Les socialistes français face à la « troisième voie »

IMG_1171Les socialistes français considèrent la troisième voie au mieux comme une manière spécifiquement britannique de renouveler la social-démocratie, au pire (et le plus souvent) comme une simple variante du néolibéralisme – en fait du « libéralisme économique », car en France lorsque l’on prononce le mot libéralisme, on comprend immédiatement libéralisme économique, et on ne pense pas au libéralisme politique. Le premier ministre, Lionel Jospin, résumait ainsi au plus près la position des socialistes français : « si la troisième voie se situe entre le communisme et le capitalisme, alors elle n’est qu’une nouvelle appellation, propre aux Britanniques, du socialisme démocratique, ce qui ne veut pas dire qu’en France nous pensons à l’identique. Si, en revanche, elle veut s’intercaler entre la social-démocratie et le libéralisme, alors je ne la reprends pas à mon compte (…) Je crois, en réalité, que la troisième voie est la forme nationale qu’a prise, au Royaume-Uni, le travail de refondation théorique et politique entrepris par toutes les forces socialistes et sociales-démocrates à travers l’Europe. » (entretien in La Revue Socialiste, n°1, printemps 1999, p. 47).

Si les socialistes français sont globalement hostiles à l’idée de troisième voie pour des raisons historiques spécifiques, différentes de celles avancées par le New Labour en faveur de la troisième voie : présence au pouvoir pendant les années 1980, rôle central de l’Etat… ils le sont aussi du fait de la nécessité pour eux de trouver des alliés à gauche afin de former une majorité. Depuis 1997, celle-ci a pris la forme de la « majorité plurielle », avec aux côtés des socialistes, les communistes, les Verts et deux petits partis d’appoint : les radicaux de gauche et le mouvement des citoyens. En effet, la présence dans la majorité de partis nettement hostiles à l’idée même de troisième voie, tel que le Parti communiste, conduit Lionel Jospin, et le PS plus généralement, à une attitude encore plus prudente. La situation des Verts est plus contrastée, car il n’y a pas de réelle homogénéité en leur sein quant à la troisième voie.
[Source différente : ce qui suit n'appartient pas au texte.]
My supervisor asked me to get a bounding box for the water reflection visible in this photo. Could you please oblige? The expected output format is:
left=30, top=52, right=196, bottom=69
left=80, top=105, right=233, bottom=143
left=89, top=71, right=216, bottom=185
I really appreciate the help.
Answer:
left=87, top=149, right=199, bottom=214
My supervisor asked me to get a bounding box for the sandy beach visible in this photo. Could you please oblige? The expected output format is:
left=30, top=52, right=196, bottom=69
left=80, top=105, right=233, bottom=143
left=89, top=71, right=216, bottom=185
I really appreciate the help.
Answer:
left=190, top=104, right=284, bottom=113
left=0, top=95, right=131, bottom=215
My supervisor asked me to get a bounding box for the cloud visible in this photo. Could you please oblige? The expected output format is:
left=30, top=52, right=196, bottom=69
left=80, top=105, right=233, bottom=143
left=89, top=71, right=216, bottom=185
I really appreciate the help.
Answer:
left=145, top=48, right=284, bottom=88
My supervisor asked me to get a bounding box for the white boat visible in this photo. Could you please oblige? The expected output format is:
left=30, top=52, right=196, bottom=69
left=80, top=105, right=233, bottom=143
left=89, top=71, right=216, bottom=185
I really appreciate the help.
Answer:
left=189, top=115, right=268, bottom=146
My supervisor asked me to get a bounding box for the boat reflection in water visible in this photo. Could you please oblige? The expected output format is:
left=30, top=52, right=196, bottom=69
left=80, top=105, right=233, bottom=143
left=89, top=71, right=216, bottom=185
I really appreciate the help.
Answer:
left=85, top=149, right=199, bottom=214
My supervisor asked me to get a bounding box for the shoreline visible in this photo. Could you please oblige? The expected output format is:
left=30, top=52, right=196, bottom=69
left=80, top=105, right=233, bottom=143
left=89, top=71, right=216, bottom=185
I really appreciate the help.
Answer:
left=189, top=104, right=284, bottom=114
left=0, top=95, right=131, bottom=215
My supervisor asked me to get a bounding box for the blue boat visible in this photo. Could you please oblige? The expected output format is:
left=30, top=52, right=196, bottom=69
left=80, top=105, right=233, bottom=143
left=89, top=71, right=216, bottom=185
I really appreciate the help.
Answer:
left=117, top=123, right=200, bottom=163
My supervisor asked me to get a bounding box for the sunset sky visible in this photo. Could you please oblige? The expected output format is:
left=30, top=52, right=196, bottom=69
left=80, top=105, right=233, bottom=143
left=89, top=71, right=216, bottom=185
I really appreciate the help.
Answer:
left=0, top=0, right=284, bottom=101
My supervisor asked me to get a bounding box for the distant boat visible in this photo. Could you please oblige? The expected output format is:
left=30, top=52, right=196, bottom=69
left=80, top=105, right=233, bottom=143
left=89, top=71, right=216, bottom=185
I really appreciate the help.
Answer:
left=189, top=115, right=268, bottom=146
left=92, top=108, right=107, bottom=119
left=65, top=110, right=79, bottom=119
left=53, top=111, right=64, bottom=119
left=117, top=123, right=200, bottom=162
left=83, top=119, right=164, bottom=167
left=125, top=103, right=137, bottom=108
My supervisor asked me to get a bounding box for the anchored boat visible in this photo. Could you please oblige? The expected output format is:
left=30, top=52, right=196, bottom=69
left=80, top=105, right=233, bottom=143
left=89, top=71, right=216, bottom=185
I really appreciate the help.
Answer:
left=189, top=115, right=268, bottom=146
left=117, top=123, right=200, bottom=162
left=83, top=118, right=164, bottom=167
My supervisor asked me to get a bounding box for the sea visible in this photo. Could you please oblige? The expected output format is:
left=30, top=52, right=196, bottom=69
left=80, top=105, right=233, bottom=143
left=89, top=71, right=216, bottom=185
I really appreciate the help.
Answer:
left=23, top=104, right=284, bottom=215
Daniel Cohn-Bendit, par exemple, qui a dirigé la liste écologiste pendant les élections européennes de 1999 est plus proche idéologiquement de la troisième voie que Dominique Voynet, chef du parti et ministre dans le gouvernement Jospin, il se définit d’ailleurs lui-même comme « libéral-libertaire ».

Mais c’est dans la politique menée par le gouvernement de Lionel Jospin que l’on perçoit le mieux les différences entre « socialisme moderne » français et « troisième voie » britannique. La politique du gouvernement Jospin se caractérise d’abord par le volontarisme et la confiance dans l’action publique par l’intermédiaire de la loi, notamment dans le domaine économique mais pas seulement : emplois jeunes dans le secteur public, semaine de 35 heures, pacte civil de solidarité (permettant l’union des homosexuels), parité (entre hommes et femmes)… face à des réactions souvent violentes de la société. Mais la politique de Lionel Jospin est également empreinte de pragmatisme. Ainsi est-ce la « majorité plurielle », malgré la présence de communistes en son sein notamment, qui a privatisé le plus – près de 180 milliards de francs – de tous les gouvernements français, droite comprise. Enfin, les socialistes français et leurs alliés témoignent d’une attention particulière pour le maintien d’une certaine égalité sociale – et non simplement d’une justice sociale. Des grandes lois telles que celles sur la couverture médicale universelle ou contre l’exclusion (à venir à l’automne) témoignent d’une préoccupation particulière quant au maintien de la cohésion sociale, afin, comme l’a rappelé le premier ministre dans sa désormais célèbre formule « oui à l’économie de marché, non à la société de marché », de ne pas laisser les modes de régulation, ou plutôt l’absence de régulation, qui caractérisent le marché investir l’ensemble de la vie sociale. L’opposition du gouvernement au projet de « refondation sociale » proposé par le patronat français, notamment à travers une nouvelle donne pour le chômage – proche de l’idée de ‘workfare’ – cogérée par les partenaires sociaux (syndicats et patronat) montre combien le modèle de régulation étatique reste fort pour la gauche française. C’est en effet la mise en avant de l’Etat comme correcteur des inégalités sociales, comme régulateur du marché et comme initiateur de grandes avancées « sociétales » qui distingue aujourd’hui la gauche française de nombre de ses homologues européennes et mondiales, celles précisément qui se déclarent proches  de la « troisième voie ».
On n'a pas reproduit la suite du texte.